Three years into my quest to understand prions, I have remained too ignorant about structural biology. While I don’t expect to become a structural biologist myself, I decided I wanted to at least become literate in the subject - what is known, what is unknown, what are the methods, what are the challenges. So a few months ago, I wrote to Holger Wille to ask if he could recommend some reviews to get me acquainted with the subject. This led to my post last month about the structures of PrPC, and now with some more time spent reading, I’ve written this post about efforts to find the structure(s) of PrPSc.

I started by reading the three review articles Holger suggested [Surewicz & Apostol 2011, Diaz-Espinoza & Soto 2012, Requena & Wille 2014]. It immediately seemed to me that the story of the quest for a structure of PrPSc is a story of methods. For soluble, crystallizable proteins we’ve had X-ray crystallography and solution NMR for decades, techniques which have made it possible to get high-resolution structures. For insoluble, non-crystalline solids like PrPSc, we just don’t have a method in the toolkit today for completely solving them. Instead, to understand the state of the science of these structures is to understand the methods available, what they can and cannot achieve, and what pieces of information we have learned from each. I’ve therefore structured this post around the various methods used to obtain structural information about PrPSc.

As I’m new to this subject, my omissions and factual errors are sure to be both numerous and egregious. Corrections are very welcome.
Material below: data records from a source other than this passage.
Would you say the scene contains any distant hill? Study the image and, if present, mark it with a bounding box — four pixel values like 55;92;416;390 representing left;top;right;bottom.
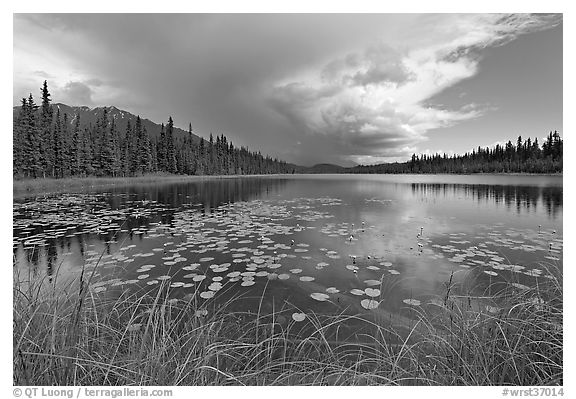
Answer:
13;103;200;142
306;163;348;173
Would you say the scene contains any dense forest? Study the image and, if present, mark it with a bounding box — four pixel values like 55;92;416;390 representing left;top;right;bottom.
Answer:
13;81;294;178
346;131;563;173
13;81;563;178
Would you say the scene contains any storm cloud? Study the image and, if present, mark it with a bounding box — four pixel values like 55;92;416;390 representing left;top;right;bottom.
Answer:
13;14;561;165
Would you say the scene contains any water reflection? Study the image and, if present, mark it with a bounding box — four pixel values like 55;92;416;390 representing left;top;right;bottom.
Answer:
14;175;562;328
411;183;562;218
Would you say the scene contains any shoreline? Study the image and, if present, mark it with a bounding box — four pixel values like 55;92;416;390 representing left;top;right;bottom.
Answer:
12;173;563;199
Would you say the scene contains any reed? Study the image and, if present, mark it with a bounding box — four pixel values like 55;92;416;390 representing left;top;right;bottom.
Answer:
13;265;563;386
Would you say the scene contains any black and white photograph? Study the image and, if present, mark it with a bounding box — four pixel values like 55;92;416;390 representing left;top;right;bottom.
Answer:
11;5;570;398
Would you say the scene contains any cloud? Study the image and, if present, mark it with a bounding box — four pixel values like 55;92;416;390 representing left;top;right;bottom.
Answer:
269;14;561;163
60;82;92;105
32;71;53;79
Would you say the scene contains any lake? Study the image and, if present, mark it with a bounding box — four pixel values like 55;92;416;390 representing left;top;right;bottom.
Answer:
13;175;563;336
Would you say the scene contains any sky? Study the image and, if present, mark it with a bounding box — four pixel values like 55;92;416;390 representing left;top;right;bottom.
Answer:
13;13;563;166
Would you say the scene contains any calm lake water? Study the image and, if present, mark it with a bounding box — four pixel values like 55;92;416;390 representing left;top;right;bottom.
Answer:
13;175;563;332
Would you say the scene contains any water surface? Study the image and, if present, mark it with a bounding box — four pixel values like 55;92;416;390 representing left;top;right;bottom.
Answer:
13;175;563;332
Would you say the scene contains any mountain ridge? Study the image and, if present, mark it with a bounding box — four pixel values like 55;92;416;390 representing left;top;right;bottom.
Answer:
13;103;206;143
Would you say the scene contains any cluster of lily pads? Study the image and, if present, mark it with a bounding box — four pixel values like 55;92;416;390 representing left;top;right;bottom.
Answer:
14;194;562;322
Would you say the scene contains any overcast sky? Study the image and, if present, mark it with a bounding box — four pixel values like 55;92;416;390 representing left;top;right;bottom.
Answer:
13;14;563;165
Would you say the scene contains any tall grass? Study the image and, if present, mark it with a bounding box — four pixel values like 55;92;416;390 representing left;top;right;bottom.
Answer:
13;260;563;386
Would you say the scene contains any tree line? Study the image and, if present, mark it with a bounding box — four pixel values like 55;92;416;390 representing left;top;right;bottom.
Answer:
13;81;294;178
347;131;563;173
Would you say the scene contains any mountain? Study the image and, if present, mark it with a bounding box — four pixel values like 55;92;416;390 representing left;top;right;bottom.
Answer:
13;103;200;142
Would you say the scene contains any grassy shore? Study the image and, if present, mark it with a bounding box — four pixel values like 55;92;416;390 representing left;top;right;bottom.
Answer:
12;173;282;198
12;173;562;198
13;258;563;386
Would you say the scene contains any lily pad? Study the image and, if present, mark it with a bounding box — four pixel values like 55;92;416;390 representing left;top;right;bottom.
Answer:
310;292;330;302
292;313;306;322
360;299;379;310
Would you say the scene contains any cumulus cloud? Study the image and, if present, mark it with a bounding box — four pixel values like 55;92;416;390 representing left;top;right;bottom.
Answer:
270;14;561;163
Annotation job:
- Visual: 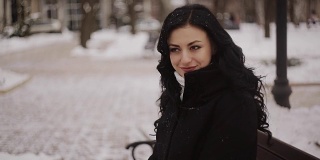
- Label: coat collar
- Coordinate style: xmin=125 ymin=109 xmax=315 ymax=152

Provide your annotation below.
xmin=181 ymin=64 xmax=230 ymax=110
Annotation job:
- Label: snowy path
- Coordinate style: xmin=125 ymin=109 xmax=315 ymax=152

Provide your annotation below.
xmin=0 ymin=39 xmax=158 ymax=160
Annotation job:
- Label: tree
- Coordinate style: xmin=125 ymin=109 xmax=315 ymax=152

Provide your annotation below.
xmin=160 ymin=0 xmax=172 ymax=21
xmin=80 ymin=0 xmax=99 ymax=48
xmin=264 ymin=0 xmax=271 ymax=38
xmin=127 ymin=0 xmax=137 ymax=34
xmin=2 ymin=0 xmax=7 ymax=32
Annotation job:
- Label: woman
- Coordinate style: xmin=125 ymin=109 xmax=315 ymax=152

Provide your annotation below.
xmin=149 ymin=4 xmax=271 ymax=160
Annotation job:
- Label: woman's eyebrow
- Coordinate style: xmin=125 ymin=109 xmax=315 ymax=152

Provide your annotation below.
xmin=169 ymin=40 xmax=201 ymax=47
xmin=169 ymin=44 xmax=179 ymax=47
xmin=188 ymin=40 xmax=201 ymax=46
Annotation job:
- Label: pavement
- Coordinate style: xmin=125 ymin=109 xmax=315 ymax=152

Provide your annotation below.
xmin=0 ymin=37 xmax=320 ymax=160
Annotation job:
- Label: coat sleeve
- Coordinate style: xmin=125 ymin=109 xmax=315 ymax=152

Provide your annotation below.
xmin=148 ymin=145 xmax=158 ymax=160
xmin=199 ymin=94 xmax=257 ymax=160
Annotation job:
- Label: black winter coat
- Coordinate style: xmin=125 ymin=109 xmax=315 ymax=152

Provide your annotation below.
xmin=149 ymin=67 xmax=258 ymax=160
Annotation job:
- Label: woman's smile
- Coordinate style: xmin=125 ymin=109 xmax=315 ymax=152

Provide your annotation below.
xmin=180 ymin=66 xmax=197 ymax=73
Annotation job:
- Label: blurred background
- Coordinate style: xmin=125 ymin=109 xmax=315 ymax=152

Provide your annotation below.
xmin=0 ymin=0 xmax=320 ymax=160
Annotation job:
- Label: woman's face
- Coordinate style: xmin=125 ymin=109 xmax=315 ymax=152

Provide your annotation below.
xmin=168 ymin=25 xmax=212 ymax=77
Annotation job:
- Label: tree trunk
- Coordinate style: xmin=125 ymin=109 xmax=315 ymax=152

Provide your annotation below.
xmin=160 ymin=0 xmax=172 ymax=22
xmin=80 ymin=0 xmax=98 ymax=48
xmin=2 ymin=0 xmax=7 ymax=32
xmin=255 ymin=0 xmax=265 ymax=26
xmin=264 ymin=0 xmax=271 ymax=38
xmin=128 ymin=0 xmax=137 ymax=34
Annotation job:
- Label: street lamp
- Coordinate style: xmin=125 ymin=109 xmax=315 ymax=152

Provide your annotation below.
xmin=271 ymin=0 xmax=292 ymax=108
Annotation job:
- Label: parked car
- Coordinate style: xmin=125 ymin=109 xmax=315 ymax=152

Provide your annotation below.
xmin=29 ymin=19 xmax=62 ymax=34
xmin=136 ymin=17 xmax=161 ymax=32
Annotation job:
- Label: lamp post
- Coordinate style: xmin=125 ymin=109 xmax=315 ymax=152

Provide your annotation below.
xmin=271 ymin=0 xmax=292 ymax=108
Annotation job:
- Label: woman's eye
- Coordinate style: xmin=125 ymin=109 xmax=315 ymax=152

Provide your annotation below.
xmin=190 ymin=46 xmax=200 ymax=50
xmin=170 ymin=48 xmax=179 ymax=52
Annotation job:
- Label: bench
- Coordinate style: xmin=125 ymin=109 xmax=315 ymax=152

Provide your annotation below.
xmin=126 ymin=131 xmax=320 ymax=160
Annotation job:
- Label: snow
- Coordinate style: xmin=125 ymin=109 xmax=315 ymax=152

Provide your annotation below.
xmin=0 ymin=24 xmax=320 ymax=160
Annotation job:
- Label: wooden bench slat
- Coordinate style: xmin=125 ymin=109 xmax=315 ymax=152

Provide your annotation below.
xmin=258 ymin=131 xmax=320 ymax=160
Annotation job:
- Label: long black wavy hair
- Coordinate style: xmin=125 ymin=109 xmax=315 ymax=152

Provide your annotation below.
xmin=155 ymin=4 xmax=272 ymax=138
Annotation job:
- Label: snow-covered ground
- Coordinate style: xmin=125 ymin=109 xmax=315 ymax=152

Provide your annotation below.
xmin=0 ymin=24 xmax=320 ymax=160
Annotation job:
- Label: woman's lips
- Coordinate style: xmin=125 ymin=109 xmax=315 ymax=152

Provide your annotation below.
xmin=180 ymin=66 xmax=196 ymax=72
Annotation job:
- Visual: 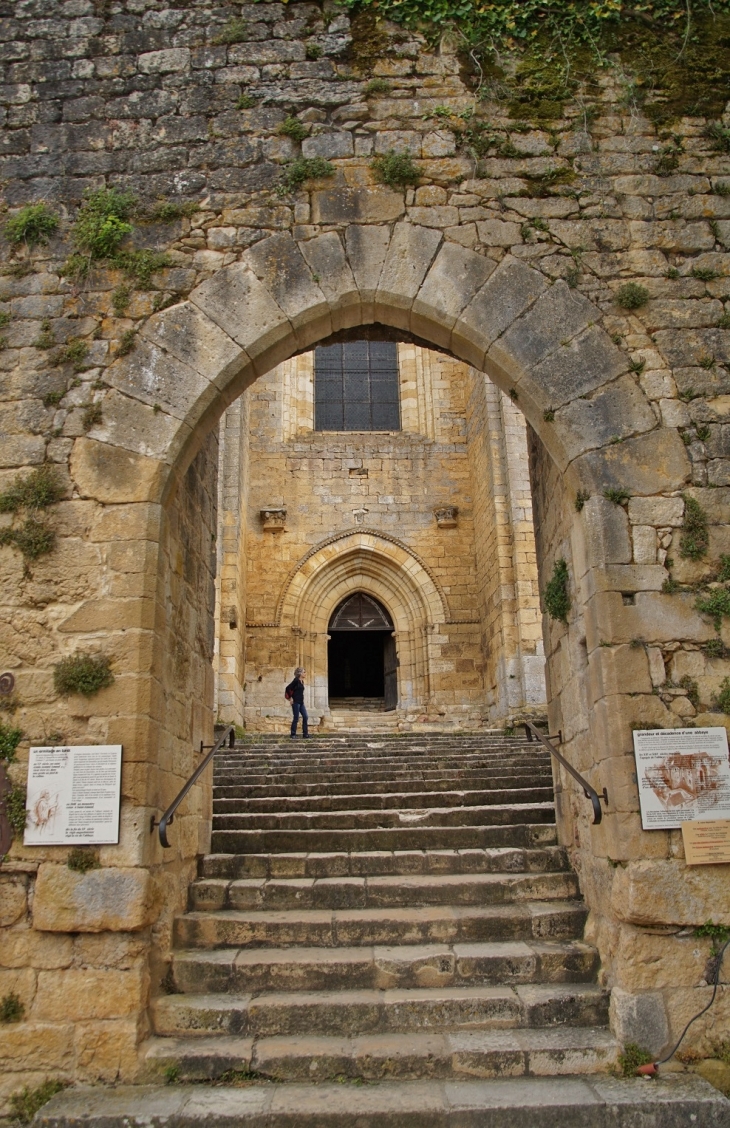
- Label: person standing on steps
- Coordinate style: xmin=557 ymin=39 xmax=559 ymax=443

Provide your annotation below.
xmin=284 ymin=666 xmax=309 ymax=740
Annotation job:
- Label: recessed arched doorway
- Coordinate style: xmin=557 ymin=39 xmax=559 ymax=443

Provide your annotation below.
xmin=327 ymin=591 xmax=398 ymax=710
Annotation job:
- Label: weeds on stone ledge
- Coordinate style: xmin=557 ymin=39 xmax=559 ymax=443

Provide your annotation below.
xmin=0 ymin=721 xmax=23 ymax=764
xmin=53 ymin=653 xmax=114 ymax=697
xmin=679 ymin=497 xmax=710 ymax=561
xmin=370 ymin=149 xmax=421 ymax=188
xmin=10 ymin=1079 xmax=69 ymax=1125
xmin=616 ymin=282 xmax=649 ymax=309
xmin=65 ymin=846 xmax=102 ymax=873
xmin=2 ymin=201 xmax=61 ymax=249
xmin=543 ymin=557 xmax=571 ymax=624
xmin=276 ymin=157 xmax=335 ymax=196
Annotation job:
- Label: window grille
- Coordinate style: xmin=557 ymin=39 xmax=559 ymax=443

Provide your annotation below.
xmin=315 ymin=341 xmax=401 ymax=431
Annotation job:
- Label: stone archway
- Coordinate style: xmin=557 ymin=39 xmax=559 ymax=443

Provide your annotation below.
xmin=278 ymin=529 xmax=448 ymax=714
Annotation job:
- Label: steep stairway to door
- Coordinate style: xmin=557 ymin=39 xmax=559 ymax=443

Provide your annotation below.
xmin=146 ymin=732 xmax=617 ymax=1082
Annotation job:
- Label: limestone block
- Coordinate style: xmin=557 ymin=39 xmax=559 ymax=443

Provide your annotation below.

### Proteinase K digestion

Above: prion strains differ in whether residues 82-97 are accessible to proteinase K, so PK-digested samples result in different molecular weights. From [Schoch 2006], Figure 2.

Some of the earliest data indicating that prion strain properties were encoded in conformation came from limited digestion with proteinase K. If you digest PrPSc in high concentrations of PK at biological temperatures for a long time, PK will digest all of the protein and abolish infectivity. But under limiting conditions (say, 20 μg/mL for 1h at 37°C), PK will only digest the readily protease-accessible N terminus of PrP, which has a different extent in different strains of prions. You can then run the digested protein on a Western blot to figure out its size and what antibodies it will react with. In so-called type 1 strains, limited PK digestion leaves a 21 kDa fragment behind, while in so-called type 2 strains, a 19 kDa fragment remains. While the exact cut sites are variable, type 1 seems to correspond to cleavage at residue G82, and type 2 to cleavage at S97 (human numbering) [Parchi 2000]. This suggests that the segment from residues 82-97 is protected in some strains but exposed in others. The facts that (1) these properties can be transmitted faithfully to new PrP molecules in a cell-free reaction [Bessen 1995] and (2) these properties can be generated by genetic mutations (D178N and E200K) and then transmitted faithfully to mice expressing PrP without these mutations [Telling 1996] were two important pieces of evidence for the idea that protein conformation holds strain information. However, these observations are very low-resolution and we still don’t know much about the nature of the structural differences that give rise to differential protease accessibility of residues 82-97.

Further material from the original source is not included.